Las redes se abren y la
bestia de aguas profundas se introduce en la guarida del lobo para establecer
un punto de vigilancia y espionaje en las mismas orillas del enemigo. El viaje
ha sido largo y los japoneses han echado el cerrojo a su bahía de Tokyo como si
fuera el redil de donde salen todas las furias. Hay que camuflarse bajo la
quilla de sus destructores para engañar radares y trampas, minas y cargas. Los
hombres del Copperfin son valientes,
pero la tensión, en ocasiones, no se domina. Hay que permanecer en silencio en
el fondo, tratando de parecer una roca inmóvil mientras se desarrolla toda la
infraestructura que va a permitir el primer bombardeo en suelo japonés. Y luego
hay que salir rápido, sin dejar huella, con una estela del motor y tres o
cuatro torpedos ante el maldito gato que no quiere dejar escapar al ratón. No
hay nada peor que esperar el estallido de las cargas de profundidad, el
insoportable traqueteo de las ondas expansivas mientras el submarino se va
agrietando, aflojando sus tuercas, separando sus mamparos. Para complicar aún
más las cosas, un muchacho novato sufre de apendicitis y hay que operar.
Maldita guerra.

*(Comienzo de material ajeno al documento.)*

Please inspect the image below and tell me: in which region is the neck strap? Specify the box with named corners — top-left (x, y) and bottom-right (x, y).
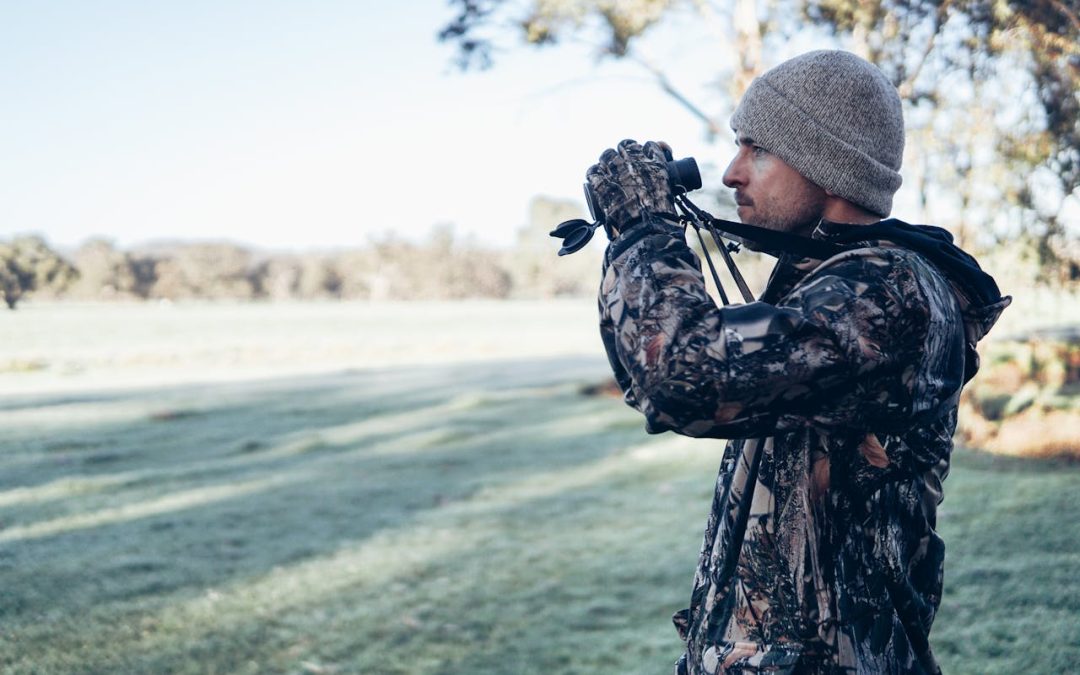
top-left (701, 217), bottom-right (847, 261)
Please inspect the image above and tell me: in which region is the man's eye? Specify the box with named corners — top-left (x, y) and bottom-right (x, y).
top-left (752, 145), bottom-right (767, 156)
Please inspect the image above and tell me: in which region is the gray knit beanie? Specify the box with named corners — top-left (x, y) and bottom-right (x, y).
top-left (731, 50), bottom-right (905, 216)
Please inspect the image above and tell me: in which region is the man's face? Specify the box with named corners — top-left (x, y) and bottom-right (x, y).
top-left (722, 135), bottom-right (826, 239)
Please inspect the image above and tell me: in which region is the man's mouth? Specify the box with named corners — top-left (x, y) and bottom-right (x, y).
top-left (734, 193), bottom-right (753, 207)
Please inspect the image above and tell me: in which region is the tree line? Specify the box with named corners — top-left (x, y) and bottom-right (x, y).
top-left (3, 191), bottom-right (1066, 310)
top-left (0, 197), bottom-right (602, 309)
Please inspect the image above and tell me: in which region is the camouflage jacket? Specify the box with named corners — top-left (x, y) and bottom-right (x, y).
top-left (597, 216), bottom-right (1009, 674)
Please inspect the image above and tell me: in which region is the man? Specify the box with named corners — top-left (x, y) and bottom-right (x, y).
top-left (586, 50), bottom-right (1010, 674)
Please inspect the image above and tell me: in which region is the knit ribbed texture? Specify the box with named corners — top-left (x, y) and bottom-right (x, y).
top-left (731, 50), bottom-right (905, 217)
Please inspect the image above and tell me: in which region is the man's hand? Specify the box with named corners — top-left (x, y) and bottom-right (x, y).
top-left (586, 139), bottom-right (676, 239)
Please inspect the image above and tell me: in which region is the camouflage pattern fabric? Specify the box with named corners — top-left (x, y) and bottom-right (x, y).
top-left (597, 216), bottom-right (1007, 674)
top-left (586, 139), bottom-right (677, 239)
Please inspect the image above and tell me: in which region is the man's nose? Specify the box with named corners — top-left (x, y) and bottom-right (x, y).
top-left (722, 155), bottom-right (744, 188)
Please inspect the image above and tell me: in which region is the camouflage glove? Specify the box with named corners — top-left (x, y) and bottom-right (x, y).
top-left (586, 139), bottom-right (677, 239)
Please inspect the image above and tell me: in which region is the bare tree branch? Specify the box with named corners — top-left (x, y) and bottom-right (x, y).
top-left (898, 0), bottom-right (952, 99)
top-left (622, 51), bottom-right (726, 139)
top-left (1047, 0), bottom-right (1080, 33)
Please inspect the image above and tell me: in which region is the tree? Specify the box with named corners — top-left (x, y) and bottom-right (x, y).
top-left (68, 238), bottom-right (157, 299)
top-left (252, 255), bottom-right (300, 300)
top-left (298, 254), bottom-right (344, 299)
top-left (364, 224), bottom-right (513, 300)
top-left (0, 235), bottom-right (78, 309)
top-left (440, 0), bottom-right (1080, 283)
top-left (509, 196), bottom-right (601, 298)
top-left (0, 245), bottom-right (33, 310)
top-left (149, 243), bottom-right (258, 300)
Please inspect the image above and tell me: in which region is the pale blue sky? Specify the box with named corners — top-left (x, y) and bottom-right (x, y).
top-left (2, 1), bottom-right (744, 250)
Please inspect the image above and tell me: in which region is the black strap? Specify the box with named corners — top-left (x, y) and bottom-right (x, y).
top-left (703, 218), bottom-right (847, 261)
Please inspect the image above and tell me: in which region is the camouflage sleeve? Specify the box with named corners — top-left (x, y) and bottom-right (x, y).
top-left (598, 218), bottom-right (964, 441)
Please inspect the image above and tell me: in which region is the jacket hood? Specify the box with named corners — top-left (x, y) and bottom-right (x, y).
top-left (824, 219), bottom-right (1012, 381)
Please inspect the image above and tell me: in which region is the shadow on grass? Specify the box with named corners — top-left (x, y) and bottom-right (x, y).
top-left (2, 361), bottom-right (1078, 674)
top-left (1, 355), bottom-right (714, 672)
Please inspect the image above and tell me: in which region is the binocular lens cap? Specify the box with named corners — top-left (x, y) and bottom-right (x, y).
top-left (550, 218), bottom-right (597, 256)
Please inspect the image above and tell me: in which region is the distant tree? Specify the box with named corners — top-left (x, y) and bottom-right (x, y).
top-left (0, 246), bottom-right (33, 310)
top-left (298, 254), bottom-right (344, 299)
top-left (509, 196), bottom-right (600, 298)
top-left (365, 225), bottom-right (513, 300)
top-left (440, 0), bottom-right (1080, 283)
top-left (424, 223), bottom-right (513, 299)
top-left (0, 235), bottom-right (78, 309)
top-left (333, 250), bottom-right (376, 299)
top-left (252, 256), bottom-right (302, 300)
top-left (149, 243), bottom-right (257, 300)
top-left (68, 238), bottom-right (155, 299)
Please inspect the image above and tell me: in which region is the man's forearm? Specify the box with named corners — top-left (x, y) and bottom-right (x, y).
top-left (598, 225), bottom-right (940, 441)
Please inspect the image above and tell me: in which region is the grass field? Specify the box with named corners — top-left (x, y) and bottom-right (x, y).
top-left (1, 301), bottom-right (1078, 674)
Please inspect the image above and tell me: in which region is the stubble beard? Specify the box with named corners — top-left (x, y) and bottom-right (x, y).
top-left (738, 186), bottom-right (826, 252)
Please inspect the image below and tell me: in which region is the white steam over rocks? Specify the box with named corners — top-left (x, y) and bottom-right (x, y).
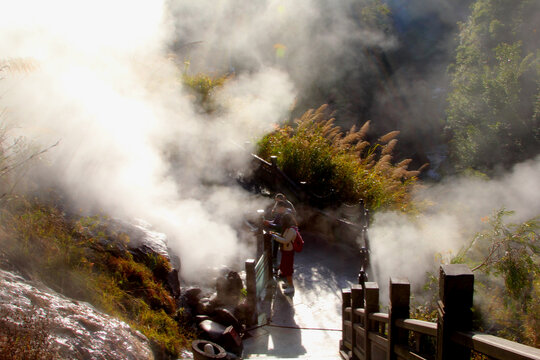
top-left (0, 1), bottom-right (297, 281)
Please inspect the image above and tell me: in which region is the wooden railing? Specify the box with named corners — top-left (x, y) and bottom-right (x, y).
top-left (340, 264), bottom-right (540, 360)
top-left (245, 214), bottom-right (273, 327)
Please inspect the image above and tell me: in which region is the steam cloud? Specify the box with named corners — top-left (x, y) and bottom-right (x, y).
top-left (370, 156), bottom-right (540, 300)
top-left (0, 0), bottom-right (399, 281)
top-left (0, 0), bottom-right (298, 281)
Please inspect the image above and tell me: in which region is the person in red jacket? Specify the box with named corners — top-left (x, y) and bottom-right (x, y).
top-left (271, 212), bottom-right (298, 294)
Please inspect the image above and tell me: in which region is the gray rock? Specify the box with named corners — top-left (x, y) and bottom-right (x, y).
top-left (0, 270), bottom-right (155, 360)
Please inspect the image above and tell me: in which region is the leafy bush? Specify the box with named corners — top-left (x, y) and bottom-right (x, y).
top-left (257, 104), bottom-right (424, 211)
top-left (182, 70), bottom-right (229, 113)
top-left (445, 0), bottom-right (540, 173)
top-left (453, 209), bottom-right (540, 346)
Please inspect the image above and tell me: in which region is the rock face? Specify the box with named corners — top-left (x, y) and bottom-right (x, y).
top-left (88, 218), bottom-right (182, 302)
top-left (0, 270), bottom-right (155, 360)
top-left (182, 269), bottom-right (246, 357)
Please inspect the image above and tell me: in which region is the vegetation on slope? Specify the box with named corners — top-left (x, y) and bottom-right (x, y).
top-left (445, 0), bottom-right (540, 173)
top-left (0, 195), bottom-right (193, 358)
top-left (258, 105), bottom-right (419, 210)
top-left (182, 64), bottom-right (229, 113)
top-left (453, 210), bottom-right (540, 346)
top-left (257, 104), bottom-right (425, 211)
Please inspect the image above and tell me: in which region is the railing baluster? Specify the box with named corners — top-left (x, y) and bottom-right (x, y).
top-left (436, 264), bottom-right (474, 360)
top-left (364, 282), bottom-right (379, 360)
top-left (389, 277), bottom-right (410, 360)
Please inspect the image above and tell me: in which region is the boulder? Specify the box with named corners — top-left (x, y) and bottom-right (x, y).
top-left (197, 321), bottom-right (243, 357)
top-left (210, 308), bottom-right (242, 334)
top-left (184, 287), bottom-right (202, 308)
top-left (197, 297), bottom-right (216, 316)
top-left (219, 326), bottom-right (243, 356)
top-left (215, 270), bottom-right (243, 306)
top-left (199, 320), bottom-right (226, 342)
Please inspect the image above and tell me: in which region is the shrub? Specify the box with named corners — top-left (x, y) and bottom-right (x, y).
top-left (258, 104), bottom-right (424, 211)
top-left (453, 209), bottom-right (540, 346)
top-left (182, 71), bottom-right (229, 113)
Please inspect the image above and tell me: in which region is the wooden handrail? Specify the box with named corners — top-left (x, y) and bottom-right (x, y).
top-left (354, 308), bottom-right (365, 316)
top-left (340, 262), bottom-right (540, 360)
top-left (369, 312), bottom-right (389, 323)
top-left (396, 318), bottom-right (438, 337)
top-left (452, 331), bottom-right (540, 360)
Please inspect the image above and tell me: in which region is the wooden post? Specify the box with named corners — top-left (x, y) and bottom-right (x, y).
top-left (358, 270), bottom-right (368, 287)
top-left (256, 209), bottom-right (265, 258)
top-left (363, 227), bottom-right (370, 253)
top-left (270, 155), bottom-right (278, 191)
top-left (388, 278), bottom-right (410, 360)
top-left (436, 264), bottom-right (474, 360)
top-left (364, 282), bottom-right (379, 360)
top-left (351, 284), bottom-right (364, 360)
top-left (270, 155), bottom-right (278, 168)
top-left (364, 209), bottom-right (370, 228)
top-left (341, 289), bottom-right (352, 353)
top-left (263, 232), bottom-right (273, 281)
top-left (245, 259), bottom-right (257, 327)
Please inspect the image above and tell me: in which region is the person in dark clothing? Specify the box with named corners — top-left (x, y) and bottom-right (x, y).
top-left (263, 200), bottom-right (292, 271)
top-left (271, 193), bottom-right (296, 216)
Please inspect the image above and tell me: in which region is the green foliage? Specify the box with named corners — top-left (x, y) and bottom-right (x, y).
top-left (0, 196), bottom-right (193, 357)
top-left (359, 0), bottom-right (392, 34)
top-left (257, 104), bottom-right (423, 211)
top-left (453, 209), bottom-right (540, 346)
top-left (446, 0), bottom-right (540, 173)
top-left (181, 68), bottom-right (229, 113)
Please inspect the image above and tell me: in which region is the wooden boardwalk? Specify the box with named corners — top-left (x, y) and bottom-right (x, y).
top-left (243, 232), bottom-right (363, 359)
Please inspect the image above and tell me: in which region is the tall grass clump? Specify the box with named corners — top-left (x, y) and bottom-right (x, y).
top-left (258, 104), bottom-right (425, 211)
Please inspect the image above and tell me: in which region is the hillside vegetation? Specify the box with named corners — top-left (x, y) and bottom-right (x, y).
top-left (0, 195), bottom-right (193, 358)
top-left (258, 105), bottom-right (424, 211)
top-left (445, 0), bottom-right (540, 173)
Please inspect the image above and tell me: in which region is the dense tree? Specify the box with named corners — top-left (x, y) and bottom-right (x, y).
top-left (445, 0), bottom-right (540, 173)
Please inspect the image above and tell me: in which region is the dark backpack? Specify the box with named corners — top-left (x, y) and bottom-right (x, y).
top-left (292, 227), bottom-right (304, 252)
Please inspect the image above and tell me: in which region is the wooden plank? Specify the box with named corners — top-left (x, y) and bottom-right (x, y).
top-left (394, 344), bottom-right (430, 360)
top-left (354, 323), bottom-right (366, 353)
top-left (369, 312), bottom-right (389, 323)
top-left (372, 340), bottom-right (388, 360)
top-left (339, 349), bottom-right (351, 360)
top-left (452, 332), bottom-right (540, 360)
top-left (396, 319), bottom-right (438, 337)
top-left (344, 307), bottom-right (352, 321)
top-left (353, 346), bottom-right (366, 360)
top-left (369, 332), bottom-right (388, 347)
top-left (355, 308), bottom-right (366, 316)
top-left (354, 324), bottom-right (366, 335)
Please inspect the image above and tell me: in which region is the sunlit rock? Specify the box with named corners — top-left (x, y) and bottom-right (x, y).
top-left (0, 270), bottom-right (155, 359)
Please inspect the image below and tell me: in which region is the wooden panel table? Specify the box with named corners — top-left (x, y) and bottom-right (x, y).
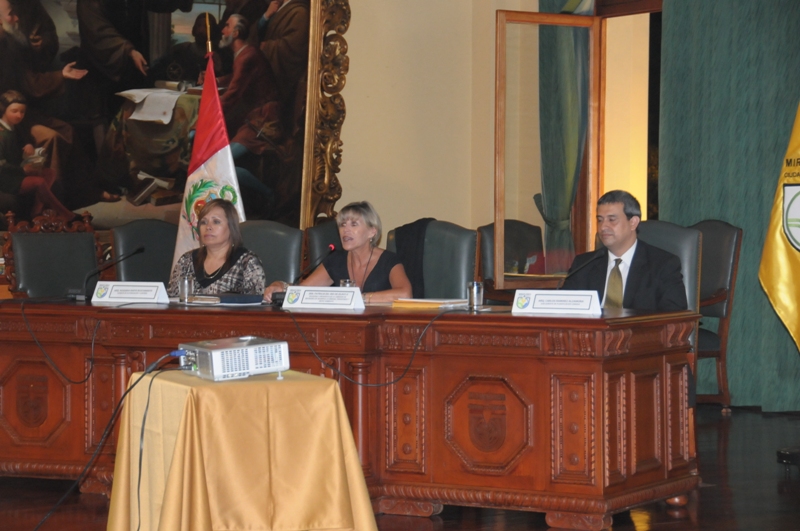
top-left (0, 302), bottom-right (698, 530)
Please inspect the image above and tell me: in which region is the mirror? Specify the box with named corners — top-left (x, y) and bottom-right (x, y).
top-left (493, 11), bottom-right (600, 289)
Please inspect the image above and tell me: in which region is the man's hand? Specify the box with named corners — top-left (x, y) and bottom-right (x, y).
top-left (62, 62), bottom-right (88, 80)
top-left (130, 49), bottom-right (148, 76)
top-left (264, 0), bottom-right (281, 19)
top-left (197, 71), bottom-right (205, 86)
top-left (22, 144), bottom-right (34, 158)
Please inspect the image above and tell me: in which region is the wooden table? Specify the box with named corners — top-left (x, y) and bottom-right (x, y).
top-left (0, 302), bottom-right (699, 530)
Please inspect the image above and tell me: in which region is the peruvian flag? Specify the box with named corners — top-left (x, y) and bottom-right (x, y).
top-left (172, 55), bottom-right (245, 267)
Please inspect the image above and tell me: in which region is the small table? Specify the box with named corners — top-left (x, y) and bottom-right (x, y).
top-left (107, 369), bottom-right (377, 531)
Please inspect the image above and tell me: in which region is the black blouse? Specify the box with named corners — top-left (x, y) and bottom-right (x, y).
top-left (322, 250), bottom-right (402, 293)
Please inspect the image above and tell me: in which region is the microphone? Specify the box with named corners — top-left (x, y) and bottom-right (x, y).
top-left (68, 246), bottom-right (146, 301)
top-left (560, 248), bottom-right (606, 285)
top-left (271, 244), bottom-right (336, 306)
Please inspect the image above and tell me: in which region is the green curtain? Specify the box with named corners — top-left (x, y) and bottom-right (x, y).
top-left (535, 0), bottom-right (590, 272)
top-left (660, 0), bottom-right (800, 411)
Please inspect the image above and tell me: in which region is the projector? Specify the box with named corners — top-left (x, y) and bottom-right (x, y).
top-left (179, 336), bottom-right (290, 381)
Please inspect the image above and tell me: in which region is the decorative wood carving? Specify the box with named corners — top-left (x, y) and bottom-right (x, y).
top-left (2, 210), bottom-right (99, 297)
top-left (306, 0), bottom-right (351, 225)
top-left (631, 367), bottom-right (663, 475)
top-left (386, 365), bottom-right (425, 474)
top-left (0, 359), bottom-right (68, 445)
top-left (546, 511), bottom-right (612, 531)
top-left (604, 370), bottom-right (627, 487)
top-left (551, 372), bottom-right (596, 485)
top-left (444, 375), bottom-right (533, 475)
top-left (436, 331), bottom-right (541, 349)
top-left (667, 359), bottom-right (690, 471)
top-left (374, 498), bottom-right (443, 517)
top-left (0, 304), bottom-right (700, 528)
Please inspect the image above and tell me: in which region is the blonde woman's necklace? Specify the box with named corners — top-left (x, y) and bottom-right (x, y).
top-left (350, 246), bottom-right (375, 290)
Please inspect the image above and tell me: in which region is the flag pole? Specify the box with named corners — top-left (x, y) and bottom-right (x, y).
top-left (205, 13), bottom-right (212, 54)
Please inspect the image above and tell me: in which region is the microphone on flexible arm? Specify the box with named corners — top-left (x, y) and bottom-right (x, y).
top-left (271, 244), bottom-right (336, 307)
top-left (559, 247), bottom-right (606, 287)
top-left (68, 246), bottom-right (146, 301)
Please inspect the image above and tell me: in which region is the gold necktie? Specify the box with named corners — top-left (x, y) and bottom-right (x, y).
top-left (605, 258), bottom-right (623, 308)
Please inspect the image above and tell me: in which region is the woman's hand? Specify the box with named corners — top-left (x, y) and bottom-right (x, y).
top-left (262, 281), bottom-right (288, 303)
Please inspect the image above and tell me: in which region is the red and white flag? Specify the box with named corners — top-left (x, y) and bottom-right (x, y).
top-left (172, 55), bottom-right (245, 266)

Obliga a convertir en realidad lo que es sencillamente
imposible.
Todos los marineros del
submarino se acuerdan de sus casas, bromean e, incluso, celebran la Navidad.
Eso forma parte del melodrama, pero cuando hay que acudir a los puestos de
combate, no se lo piensan dos veces. La supervivencia es el objetivo principal
y si, de paso, se dejan unos cuantos regalos en las aguas niponas, misión
cumplida. Habrá que correr, habrá que disparar, habrá que guardar un silencio
de muerte, habrá que sudar porque esa es la única manifestación permitida del
miedo. Incluso habrá que recoger a un piloto enemigo del agua para comprobar
que no merece más que el cuerpo se llene de balas. Los torpedos en un disparo
de proa van a poner a prueba la habilidad del capitán y todo se rodea de un
mortecino color metálico a bordo del viaje donde se pusieron ciertas semillas
para el bombardeo de la capital del Japón.
Delmer Daves, uno de esos artesanos que hacía estupendas películas, dirigió Destino: Tokyo con brío, pasando un poco de puntillas por la parte más sentimental y poniendo todo el vigor en las tensas esperas, en las órdenes firmes, en los silencios que aguardan el ruido enemigo. Cary Grant interpreta al capitán de ese submarino que se arriesga en una misión sin límites de audacia y lo hace con algunas secuencias de mérito, con el rostro apropiado y el paternalismo algo trasnochado. John Garfield interpreta al marinero arrojado, fanfarrón, pero indudablemente bravo que se arriesga tanto dentro de la cáscara de nuez como fuera. Por supuesto, toda una nómina de estupendos secundarios se mueven en las salas del Copperfin porque Daves, en una sabia decisión que no hace más que aumentar la inquietud, nunca enseña al enemigo salvo en sus barcos. Las maquetas son antiguas, pero efectivas y Destino: Tokyo es una de esas películas de propaganda que salieron muy bien durante los años de la Segunda Guerra Mundial. No cabe duda de que hay que dar la orden de elevar el periscopio y atisbar atentamente esta historia que, hoy en día, se erige como un estupendo entretenimiento de sesión de tarde.